The undersigned is sympathetic to Plaintiff's concerns and considers defendant's alleged lascivious remarks abhorrent. However, even if Plaintiff amended and sought cognizable relief, he does not state a claim of constitutional dimension.
“Verbal sexual harassment does not violate a detainee or inmate's constitutional rights[.]” Jane Doe 5 v. City of Haltom City, 106 Fed.Appx. 906, 908 (5th Cir. 2004); see Gipson v. Wilkinson, 562 Fed.Appx. 256 (5th Cir. 2014) (“Gipson's sexual harassment claim fails because verbal abuse and threatening language and gestures do not give rise to a cause of action under § 1983.”).
See White v. Gutierez, 274 Fed.Appx. 349, 2008 WL 1745203 at *1 (5th Cir. April 15, 2008) (holding that an inmate claiming that prison guards sexually harassed him by denigrating his sexual orientation failed to state a claim); Leflore v. Carroll-Montgomery RCF, 2014 WL 1276494, at *3 (N.D. Miss. Mar. 27, 2014) (finding that “verbal taunts and rude gestures” do not amount to a Section 1983 claim); Trackling v. Allen, 2010 WL 5572774, at *1-2 (M.D. La. Nov. 23, 2010) (finding, where the plaintiff alleged only a single incident of sexual harassment occurring on a single date and involving no physical contact, that the plaintiff did not state a claim).

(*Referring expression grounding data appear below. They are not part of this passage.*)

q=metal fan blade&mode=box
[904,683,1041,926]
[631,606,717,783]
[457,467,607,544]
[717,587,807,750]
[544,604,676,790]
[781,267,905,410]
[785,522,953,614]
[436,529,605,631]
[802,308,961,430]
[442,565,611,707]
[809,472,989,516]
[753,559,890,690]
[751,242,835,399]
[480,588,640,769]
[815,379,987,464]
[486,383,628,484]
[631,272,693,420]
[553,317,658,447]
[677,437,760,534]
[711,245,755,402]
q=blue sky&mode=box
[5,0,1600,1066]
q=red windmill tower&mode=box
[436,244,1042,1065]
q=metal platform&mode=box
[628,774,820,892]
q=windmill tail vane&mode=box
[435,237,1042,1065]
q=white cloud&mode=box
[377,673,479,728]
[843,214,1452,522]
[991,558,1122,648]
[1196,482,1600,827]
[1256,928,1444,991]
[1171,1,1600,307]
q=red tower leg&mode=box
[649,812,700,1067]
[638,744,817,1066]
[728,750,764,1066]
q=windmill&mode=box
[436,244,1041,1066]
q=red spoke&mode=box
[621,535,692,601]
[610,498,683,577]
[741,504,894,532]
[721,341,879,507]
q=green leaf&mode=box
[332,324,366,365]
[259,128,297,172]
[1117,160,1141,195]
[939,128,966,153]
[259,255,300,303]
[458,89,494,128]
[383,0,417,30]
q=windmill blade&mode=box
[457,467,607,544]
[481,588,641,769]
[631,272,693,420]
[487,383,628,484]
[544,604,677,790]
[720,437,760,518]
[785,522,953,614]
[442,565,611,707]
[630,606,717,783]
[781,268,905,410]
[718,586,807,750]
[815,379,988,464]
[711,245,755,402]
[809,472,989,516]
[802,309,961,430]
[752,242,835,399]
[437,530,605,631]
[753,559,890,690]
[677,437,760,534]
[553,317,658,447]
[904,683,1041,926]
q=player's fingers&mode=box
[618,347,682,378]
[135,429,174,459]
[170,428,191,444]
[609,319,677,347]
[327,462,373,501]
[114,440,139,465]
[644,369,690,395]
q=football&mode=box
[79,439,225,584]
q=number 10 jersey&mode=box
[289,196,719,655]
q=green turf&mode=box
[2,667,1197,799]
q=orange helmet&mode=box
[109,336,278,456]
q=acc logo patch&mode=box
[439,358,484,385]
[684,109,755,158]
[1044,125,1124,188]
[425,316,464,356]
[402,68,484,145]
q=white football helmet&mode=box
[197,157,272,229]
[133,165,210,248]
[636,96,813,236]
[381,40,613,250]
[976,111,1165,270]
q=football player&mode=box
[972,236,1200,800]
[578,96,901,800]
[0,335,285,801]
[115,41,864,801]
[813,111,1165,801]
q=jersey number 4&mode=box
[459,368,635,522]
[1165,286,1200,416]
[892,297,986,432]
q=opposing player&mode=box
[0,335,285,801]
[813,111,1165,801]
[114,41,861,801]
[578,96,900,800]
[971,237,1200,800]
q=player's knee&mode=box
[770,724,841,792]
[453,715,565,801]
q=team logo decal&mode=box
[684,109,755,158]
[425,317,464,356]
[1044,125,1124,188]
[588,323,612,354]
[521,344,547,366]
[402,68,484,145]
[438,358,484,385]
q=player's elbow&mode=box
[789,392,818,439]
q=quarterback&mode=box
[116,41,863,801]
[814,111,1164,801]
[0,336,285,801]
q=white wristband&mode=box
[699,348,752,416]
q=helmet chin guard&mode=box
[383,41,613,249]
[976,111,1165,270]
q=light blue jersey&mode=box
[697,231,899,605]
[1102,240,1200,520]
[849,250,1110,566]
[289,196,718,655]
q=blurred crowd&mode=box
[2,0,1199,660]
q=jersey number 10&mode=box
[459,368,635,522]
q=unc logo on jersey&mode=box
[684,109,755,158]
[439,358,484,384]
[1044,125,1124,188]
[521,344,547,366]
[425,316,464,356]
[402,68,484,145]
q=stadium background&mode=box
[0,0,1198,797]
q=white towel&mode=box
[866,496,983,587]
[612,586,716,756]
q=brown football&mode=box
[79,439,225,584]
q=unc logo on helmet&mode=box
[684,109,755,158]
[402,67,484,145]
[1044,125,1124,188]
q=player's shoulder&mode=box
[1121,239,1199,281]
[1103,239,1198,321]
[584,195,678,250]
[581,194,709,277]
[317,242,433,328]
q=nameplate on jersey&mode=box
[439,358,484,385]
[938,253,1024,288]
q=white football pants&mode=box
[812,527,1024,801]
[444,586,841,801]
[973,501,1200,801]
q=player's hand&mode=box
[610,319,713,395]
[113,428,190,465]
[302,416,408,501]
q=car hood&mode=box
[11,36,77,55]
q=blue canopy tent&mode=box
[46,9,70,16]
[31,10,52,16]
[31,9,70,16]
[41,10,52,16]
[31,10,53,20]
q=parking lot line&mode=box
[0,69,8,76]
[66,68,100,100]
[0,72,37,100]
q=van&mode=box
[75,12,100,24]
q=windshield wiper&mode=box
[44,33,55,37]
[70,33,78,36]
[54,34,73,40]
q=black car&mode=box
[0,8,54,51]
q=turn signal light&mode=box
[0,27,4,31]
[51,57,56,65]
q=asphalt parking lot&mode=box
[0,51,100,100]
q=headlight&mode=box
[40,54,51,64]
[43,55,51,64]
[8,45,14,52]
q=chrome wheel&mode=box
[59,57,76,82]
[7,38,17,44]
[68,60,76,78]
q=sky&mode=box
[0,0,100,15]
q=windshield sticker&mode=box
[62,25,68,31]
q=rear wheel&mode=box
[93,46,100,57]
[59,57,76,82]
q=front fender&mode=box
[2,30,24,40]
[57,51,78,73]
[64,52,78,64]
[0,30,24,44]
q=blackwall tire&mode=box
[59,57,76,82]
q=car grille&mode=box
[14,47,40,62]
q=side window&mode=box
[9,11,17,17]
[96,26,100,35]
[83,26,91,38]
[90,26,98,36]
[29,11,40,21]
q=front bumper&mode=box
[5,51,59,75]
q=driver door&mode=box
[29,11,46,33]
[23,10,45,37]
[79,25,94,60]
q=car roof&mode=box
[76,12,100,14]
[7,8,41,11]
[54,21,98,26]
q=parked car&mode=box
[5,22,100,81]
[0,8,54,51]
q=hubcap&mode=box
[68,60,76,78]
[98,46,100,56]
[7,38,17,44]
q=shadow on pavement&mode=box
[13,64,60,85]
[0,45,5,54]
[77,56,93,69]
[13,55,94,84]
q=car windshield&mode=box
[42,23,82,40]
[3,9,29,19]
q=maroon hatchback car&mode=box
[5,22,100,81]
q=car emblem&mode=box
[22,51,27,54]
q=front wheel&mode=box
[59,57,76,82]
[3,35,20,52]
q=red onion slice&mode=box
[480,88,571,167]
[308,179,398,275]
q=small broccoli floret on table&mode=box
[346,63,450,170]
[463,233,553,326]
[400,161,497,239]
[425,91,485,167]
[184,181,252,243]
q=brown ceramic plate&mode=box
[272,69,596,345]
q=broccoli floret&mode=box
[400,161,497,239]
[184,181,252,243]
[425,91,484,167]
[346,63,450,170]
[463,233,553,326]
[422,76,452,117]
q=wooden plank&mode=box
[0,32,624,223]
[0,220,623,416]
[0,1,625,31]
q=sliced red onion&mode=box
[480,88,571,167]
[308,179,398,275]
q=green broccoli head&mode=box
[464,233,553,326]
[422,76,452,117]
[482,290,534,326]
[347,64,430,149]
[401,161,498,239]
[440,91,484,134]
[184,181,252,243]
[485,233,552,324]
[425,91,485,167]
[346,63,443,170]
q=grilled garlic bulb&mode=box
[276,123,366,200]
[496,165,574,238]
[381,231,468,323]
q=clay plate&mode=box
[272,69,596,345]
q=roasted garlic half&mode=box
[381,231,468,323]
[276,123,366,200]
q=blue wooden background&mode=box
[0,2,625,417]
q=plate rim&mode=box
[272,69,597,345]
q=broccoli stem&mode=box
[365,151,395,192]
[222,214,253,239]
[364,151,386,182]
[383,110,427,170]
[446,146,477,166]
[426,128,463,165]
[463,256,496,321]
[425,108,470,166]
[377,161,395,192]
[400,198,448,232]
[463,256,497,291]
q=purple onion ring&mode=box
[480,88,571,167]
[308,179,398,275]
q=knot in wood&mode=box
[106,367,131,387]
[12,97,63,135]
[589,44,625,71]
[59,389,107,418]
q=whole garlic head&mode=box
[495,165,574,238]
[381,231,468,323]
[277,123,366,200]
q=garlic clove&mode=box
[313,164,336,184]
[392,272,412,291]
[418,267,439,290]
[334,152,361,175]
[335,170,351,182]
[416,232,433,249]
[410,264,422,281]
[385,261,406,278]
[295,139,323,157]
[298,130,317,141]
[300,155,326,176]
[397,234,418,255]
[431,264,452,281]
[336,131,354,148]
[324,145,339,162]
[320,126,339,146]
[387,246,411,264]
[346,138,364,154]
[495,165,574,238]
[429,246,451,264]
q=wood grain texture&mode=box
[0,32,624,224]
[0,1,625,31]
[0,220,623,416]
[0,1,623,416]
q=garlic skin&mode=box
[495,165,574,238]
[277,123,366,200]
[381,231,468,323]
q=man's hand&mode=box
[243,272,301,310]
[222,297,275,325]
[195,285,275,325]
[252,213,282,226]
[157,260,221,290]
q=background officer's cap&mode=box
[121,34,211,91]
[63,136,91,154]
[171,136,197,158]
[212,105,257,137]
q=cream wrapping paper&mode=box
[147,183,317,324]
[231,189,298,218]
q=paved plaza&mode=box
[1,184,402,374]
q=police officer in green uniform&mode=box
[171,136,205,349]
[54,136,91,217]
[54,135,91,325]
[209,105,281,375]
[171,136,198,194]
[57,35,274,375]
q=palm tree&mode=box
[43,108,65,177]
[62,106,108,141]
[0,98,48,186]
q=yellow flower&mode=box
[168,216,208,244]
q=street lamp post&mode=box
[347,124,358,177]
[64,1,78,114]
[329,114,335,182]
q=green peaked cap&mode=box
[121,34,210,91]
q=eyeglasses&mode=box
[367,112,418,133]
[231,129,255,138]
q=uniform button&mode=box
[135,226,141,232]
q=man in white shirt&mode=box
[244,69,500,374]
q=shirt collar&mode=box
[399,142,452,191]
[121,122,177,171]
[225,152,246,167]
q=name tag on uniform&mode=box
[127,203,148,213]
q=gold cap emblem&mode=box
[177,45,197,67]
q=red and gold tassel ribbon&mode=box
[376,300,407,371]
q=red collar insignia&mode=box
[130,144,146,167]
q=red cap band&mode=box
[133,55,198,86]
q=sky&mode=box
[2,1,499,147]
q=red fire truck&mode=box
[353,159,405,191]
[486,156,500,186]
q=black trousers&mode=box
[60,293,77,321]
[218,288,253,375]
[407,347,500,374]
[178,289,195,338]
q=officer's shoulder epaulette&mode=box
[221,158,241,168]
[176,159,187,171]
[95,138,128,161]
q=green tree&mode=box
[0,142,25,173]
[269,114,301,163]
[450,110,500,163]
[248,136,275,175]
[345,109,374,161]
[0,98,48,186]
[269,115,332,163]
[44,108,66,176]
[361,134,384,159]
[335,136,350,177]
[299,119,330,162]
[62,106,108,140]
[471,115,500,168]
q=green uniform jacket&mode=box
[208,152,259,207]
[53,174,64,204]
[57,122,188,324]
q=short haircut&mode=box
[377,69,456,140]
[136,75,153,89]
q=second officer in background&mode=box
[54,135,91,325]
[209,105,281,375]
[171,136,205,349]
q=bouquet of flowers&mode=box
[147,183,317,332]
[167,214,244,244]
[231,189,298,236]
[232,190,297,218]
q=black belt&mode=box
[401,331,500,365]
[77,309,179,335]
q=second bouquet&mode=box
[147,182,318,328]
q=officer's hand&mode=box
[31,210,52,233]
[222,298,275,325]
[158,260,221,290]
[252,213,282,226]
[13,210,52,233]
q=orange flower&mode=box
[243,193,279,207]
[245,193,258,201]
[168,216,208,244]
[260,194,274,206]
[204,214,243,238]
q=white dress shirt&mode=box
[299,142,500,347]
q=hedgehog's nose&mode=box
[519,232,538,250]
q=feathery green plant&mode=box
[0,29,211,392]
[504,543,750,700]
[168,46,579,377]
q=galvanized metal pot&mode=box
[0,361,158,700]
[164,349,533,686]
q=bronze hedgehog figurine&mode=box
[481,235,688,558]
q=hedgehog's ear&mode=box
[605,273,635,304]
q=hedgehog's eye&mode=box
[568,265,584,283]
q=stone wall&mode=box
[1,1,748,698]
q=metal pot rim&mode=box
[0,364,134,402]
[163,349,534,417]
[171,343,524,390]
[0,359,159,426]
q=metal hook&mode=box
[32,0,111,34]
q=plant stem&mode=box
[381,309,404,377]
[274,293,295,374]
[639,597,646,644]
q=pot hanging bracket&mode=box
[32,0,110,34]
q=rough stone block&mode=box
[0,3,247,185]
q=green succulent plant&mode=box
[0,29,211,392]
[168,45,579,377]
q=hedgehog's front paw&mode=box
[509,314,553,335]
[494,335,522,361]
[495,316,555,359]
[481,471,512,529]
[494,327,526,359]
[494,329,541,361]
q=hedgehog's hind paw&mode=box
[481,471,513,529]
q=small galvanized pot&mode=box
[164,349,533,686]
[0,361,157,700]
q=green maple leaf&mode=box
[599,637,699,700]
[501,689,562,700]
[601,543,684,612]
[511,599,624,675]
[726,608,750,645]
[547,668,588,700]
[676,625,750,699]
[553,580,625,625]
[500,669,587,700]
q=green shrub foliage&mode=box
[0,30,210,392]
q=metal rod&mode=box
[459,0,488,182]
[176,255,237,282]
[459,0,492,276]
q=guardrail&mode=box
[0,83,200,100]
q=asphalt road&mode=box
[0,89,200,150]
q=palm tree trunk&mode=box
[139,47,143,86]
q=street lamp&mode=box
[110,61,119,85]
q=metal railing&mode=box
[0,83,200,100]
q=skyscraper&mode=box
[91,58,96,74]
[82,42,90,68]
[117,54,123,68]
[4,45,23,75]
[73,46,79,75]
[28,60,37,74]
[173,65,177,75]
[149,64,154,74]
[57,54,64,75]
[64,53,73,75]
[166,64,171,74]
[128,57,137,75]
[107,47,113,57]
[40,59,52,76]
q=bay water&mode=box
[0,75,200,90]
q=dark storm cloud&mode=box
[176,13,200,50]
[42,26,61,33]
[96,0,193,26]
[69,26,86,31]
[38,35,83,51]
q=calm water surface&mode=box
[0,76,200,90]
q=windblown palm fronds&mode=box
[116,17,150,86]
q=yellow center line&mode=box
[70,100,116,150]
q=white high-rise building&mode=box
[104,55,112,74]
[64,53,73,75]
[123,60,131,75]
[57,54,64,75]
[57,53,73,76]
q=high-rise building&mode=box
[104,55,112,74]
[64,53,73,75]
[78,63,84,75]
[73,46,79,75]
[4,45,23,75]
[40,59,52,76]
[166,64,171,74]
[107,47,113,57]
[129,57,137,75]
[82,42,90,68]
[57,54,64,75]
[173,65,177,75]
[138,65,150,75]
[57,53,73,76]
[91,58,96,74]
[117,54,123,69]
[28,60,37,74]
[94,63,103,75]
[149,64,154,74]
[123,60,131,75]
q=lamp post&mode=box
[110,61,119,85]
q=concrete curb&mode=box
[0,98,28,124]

Likewise, verbal threats, without more, do not support a claimed constitutional violation. Siglar v. Hightower, 112 F.3d 191, 193 (5th Cir. 1997); McFadden v. Lucas, 713 F.2d 143, 146 (5th Cir. 1983). Allegations of mere verbal abuse by prison guards simply do not give rise to a cause of action under Section 1983. Bender v. Brumley, 1 F.3d 271, 274 n.4 (5th Cir. 1993); Siglar, 112 F.3d at 191. “[M]ere allegations of verbal abuse or epithets, reprehensible though they may be, do not amount to a cognizable constitutional violation under Section 1983.” Matthews v. LeBlanc, 2022 WL 2951759, at *1 (5th Cir. July 26, 2022).
Thus, the Court should dismiss Plaintiff's claims even assuming (arguendo) that he sought cognizable relief.
Recommendation
For the reasons above, IT IS RECOMMENDED that Plaintiff Beretania Wilson's claims be DISMISSED as frivolous and for failing to state claims on which relief may be granted.
IT IS FURTHER RECOMMENDED that Plaintiff's motion for appointed counsel, [doc. # 3], be DENIED AS MOOT.
Under the provisions of 28 U.S.C. § 636(b)(1)(C) and Rule 72(b), parties aggrieved by this recommendation have fourteen (14) days from service of this Report and Recommendation to file specific, written objections with the Clerk of Court. A party may respond to another party's objections within fourteen (14) days after being served with a copy of any objections or response to the district judge at the time of filing.
Failure to file written objections to the proposed factual findings and/or the proposed legal conclusions reflected in this Report and Recommendation within fourteen (14) days following the date of its service, or within the time frame authorized by Fed.R.Civ.P. 6(b), shall bar an aggrieved party from attacking either the factual findings or the legal conclusions accepted by the District Court, except upon grounds of plain error. See Douglass v. United Services Automobile Association , 79 F.3d 1415 (5th Cir. 1996).